Instado a comentar, António olha para a plateia e ri-se. “Estou aqui a pregar no deserto, mas vocês interessam-se muito mais pelo Facebook.” Reparou – como não? – que na primeira fila há vários smartphones à vista, e então dispara que tem pena de ver pessoas de dedo no telemóvel, sem nunca olharem umas para as outras, como já tinha pena dos casais calados nos restaurantes. E das pessoas que não leem, que se privam da arte.
“Não tenho telemóvel, nem computador, nem cartão de crédito. Sou livre, não tenho nada disso. Sou um moderno franciscano. Agora, nem tenho carro. Nunca fui tão livre como agora.”
Invejamos e aplaudimos. E no rescaldo dos aplausos o escritor lembra-se de mais um poema, desta vez de Carlos Oliveira, que fala dos abismos das coisas. Diz dois ou três versos e ironiza: “Isto não é melhor do que um SMS?” Mas, como está tudo ligado, volta atrás, à troca entre o escritor e os leitores. Ao amor. “Todo o escrever é um ato de amor. Um livro só está realmente escrito quando tem um leitor, nem importa que seja só um.”
José Tolentino concorda com António (“A razão que nos faz escrever é o amor”) e acrescenta-lhe um outro tema: “Escrever é uma forma de contrariar a morte, de contrariar o nada. A criação é a possibilidade de riscar um fósforo no escuro. Num romance, encontramos a nossa possibilidade, a tal mão que nos vai ajudar a caminhar num corredor vazio. É isso que a literatura nos oferece.”

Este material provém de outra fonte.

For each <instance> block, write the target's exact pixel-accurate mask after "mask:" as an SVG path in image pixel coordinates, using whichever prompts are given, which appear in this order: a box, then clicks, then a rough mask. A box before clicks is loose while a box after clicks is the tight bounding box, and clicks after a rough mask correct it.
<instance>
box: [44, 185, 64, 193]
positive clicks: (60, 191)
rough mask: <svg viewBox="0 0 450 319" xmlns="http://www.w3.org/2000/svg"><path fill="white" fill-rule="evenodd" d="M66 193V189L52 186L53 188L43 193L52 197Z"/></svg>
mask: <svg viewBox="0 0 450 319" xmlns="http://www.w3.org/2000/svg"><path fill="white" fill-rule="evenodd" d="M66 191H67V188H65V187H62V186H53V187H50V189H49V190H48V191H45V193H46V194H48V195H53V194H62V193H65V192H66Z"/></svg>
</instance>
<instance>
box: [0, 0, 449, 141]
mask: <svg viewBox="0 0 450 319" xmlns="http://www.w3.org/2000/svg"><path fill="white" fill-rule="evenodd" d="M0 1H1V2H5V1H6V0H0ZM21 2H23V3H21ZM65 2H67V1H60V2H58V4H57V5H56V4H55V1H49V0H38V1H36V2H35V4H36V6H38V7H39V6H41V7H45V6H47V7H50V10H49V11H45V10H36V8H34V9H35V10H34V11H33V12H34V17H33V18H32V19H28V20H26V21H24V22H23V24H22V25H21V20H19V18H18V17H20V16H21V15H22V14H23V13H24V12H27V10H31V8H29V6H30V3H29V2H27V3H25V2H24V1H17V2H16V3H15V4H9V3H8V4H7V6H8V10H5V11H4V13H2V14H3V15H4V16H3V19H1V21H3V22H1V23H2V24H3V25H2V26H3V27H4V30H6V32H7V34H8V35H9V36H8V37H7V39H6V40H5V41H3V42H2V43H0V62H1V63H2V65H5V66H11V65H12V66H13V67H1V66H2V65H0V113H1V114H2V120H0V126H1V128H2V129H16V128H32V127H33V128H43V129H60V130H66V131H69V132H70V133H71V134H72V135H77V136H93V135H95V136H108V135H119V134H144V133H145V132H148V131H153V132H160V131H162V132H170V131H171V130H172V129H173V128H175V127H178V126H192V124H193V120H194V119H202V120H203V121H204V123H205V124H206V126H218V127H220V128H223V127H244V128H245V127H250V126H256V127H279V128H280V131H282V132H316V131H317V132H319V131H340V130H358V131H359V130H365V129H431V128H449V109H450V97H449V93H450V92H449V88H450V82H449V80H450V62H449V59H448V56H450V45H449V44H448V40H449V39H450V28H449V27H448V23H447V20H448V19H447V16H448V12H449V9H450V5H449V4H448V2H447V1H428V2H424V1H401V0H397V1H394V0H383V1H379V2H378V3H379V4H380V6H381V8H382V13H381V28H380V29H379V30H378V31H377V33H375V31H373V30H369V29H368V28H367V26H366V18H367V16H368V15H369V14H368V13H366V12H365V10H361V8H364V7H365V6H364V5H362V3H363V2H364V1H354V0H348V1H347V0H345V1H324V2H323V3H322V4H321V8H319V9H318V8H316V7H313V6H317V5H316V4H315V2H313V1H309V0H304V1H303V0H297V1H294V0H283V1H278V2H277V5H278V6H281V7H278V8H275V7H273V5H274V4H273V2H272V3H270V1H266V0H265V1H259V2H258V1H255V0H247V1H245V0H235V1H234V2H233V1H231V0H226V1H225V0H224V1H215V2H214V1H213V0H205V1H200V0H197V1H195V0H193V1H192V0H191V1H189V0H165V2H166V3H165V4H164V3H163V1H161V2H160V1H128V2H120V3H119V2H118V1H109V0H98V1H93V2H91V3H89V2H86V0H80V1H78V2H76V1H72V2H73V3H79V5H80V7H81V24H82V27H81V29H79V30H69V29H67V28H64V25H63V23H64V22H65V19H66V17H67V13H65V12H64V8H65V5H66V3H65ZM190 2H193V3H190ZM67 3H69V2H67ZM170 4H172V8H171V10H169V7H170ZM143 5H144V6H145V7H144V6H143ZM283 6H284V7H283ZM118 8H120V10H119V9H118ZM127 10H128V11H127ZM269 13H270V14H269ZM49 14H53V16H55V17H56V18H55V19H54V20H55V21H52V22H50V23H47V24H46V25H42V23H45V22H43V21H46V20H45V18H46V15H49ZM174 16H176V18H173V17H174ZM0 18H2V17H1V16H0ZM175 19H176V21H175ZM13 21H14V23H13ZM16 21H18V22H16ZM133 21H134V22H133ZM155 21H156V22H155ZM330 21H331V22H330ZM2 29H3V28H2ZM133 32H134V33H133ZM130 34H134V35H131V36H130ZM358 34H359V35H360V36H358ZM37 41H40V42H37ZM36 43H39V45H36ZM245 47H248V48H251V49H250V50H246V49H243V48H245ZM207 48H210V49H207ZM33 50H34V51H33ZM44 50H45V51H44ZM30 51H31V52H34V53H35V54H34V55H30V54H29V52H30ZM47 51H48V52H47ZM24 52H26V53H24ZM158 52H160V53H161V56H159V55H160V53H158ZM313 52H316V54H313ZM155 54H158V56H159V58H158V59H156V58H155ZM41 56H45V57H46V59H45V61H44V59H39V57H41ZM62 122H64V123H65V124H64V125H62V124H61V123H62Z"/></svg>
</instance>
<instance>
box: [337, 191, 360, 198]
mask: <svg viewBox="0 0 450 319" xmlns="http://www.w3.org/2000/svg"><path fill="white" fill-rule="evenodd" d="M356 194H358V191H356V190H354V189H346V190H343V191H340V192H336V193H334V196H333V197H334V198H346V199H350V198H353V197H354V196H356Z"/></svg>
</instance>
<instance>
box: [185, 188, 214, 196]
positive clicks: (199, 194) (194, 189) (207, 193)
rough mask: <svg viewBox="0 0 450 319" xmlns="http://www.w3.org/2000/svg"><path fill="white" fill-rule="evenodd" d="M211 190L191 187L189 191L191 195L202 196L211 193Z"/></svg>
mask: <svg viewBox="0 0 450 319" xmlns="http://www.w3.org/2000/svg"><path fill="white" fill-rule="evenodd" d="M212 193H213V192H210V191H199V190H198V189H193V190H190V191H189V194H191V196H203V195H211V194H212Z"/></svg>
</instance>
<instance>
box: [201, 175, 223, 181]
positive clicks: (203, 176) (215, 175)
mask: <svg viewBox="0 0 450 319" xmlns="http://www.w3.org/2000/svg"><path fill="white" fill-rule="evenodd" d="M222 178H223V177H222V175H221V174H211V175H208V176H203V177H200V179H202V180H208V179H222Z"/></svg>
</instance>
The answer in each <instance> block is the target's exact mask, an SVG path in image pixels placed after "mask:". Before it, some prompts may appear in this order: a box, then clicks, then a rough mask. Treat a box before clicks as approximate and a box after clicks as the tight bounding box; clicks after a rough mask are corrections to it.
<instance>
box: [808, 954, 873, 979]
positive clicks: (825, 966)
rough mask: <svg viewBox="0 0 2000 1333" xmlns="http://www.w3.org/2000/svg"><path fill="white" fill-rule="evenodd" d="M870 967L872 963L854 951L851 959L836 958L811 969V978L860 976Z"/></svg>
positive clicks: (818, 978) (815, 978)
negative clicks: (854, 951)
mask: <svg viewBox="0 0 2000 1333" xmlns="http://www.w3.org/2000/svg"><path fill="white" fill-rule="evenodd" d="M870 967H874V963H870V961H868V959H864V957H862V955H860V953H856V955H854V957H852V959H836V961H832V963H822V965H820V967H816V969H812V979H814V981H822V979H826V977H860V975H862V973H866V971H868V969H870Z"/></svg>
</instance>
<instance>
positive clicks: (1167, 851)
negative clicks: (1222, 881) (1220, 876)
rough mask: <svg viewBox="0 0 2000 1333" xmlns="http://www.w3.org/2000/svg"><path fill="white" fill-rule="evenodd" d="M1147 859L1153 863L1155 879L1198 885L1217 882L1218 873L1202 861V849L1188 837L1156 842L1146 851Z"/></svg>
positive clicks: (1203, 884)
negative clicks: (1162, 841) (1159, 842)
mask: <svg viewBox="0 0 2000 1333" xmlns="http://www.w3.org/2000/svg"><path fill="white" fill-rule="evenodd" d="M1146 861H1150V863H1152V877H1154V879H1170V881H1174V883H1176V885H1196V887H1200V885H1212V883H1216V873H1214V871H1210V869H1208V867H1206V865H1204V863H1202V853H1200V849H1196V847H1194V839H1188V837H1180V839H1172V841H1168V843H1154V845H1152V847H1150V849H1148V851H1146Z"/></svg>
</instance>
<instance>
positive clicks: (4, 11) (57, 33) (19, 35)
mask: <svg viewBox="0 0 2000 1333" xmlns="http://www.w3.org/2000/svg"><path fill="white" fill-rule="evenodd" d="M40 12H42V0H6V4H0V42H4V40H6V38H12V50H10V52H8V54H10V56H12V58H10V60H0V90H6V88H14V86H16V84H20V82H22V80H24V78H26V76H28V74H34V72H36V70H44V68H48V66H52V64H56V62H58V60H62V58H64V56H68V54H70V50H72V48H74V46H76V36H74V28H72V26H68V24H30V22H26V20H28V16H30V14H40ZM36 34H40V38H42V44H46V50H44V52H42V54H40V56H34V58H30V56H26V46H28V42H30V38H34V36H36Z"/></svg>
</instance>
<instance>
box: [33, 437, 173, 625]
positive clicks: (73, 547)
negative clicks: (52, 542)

Não lhe peçam é para, nesta equação, substituir a literatura por religião, ri-se o padre e poeta. Porque se a literatura nos leva para outra margem, “a religião é o salto no escuro”, nota.
É a deixa para voltar a entrar António Lobo Antunes, que logo se diz “um miraculado”. A história de uma meningite aos 8 meses que pôs o avô paterno a fazer uma promessa já é conhecida, mas o escritor pode contá-la cem vezes e é sempre uma delícia. Se o neto não morresse, esse avô, homem de grande devoção a Santo António, levá-lo-ia a fazer a primeira comunhão a Pádua. Coube ao pai, jovem médico de 25 anos, fazer a punção lombar que o tirou do coma – ou terá sido Santo António a fazer um milagre? Certo é que o pequeno António foi mesmo a Itália e prometeu, de mão na tumba do santo, que se um dia tivesse um filho dar-lhe-ia o seu nome e levá-lo-ia também ele até Pádua.
A viagem de um mês por Itália, também com os pais, teve várias peripécias: António foi atropelado por uma bicicleta na Suíça, e perdeu-se na Praça de São Marcos, em Veneza. A discussão entre o avô e um italiano seria épica e terminaria com uma afirmação finalíssima – “Santo António era de Lisboa e de Portugal” e mainada! No fim, o escritor herdaria a devoção ou pelo menos à-vontade suficiente para pedir cura para os dois cancros que veio a ter em adulto.
Agora, ouve o padre e ouvimos nós (e com um sorriso porque Lobo Antunes é um mestre a fazer-nos rir a falar de coisas sérias): “Da primeira vez, pedi-lhe imensa desculpa e curei-me. Da segunda, voltámos a falar.” Com Deus seria sempre mais difícil, confessa. Falta-lhe intimidade, quase o trata por Senhor Doutor, sente-se como o drogado que pede a moedinha. “A nossa relação é pedinchona, estou farto de pedir cigarros a Deus e a maior parte das vezes ele nem olha, claro.”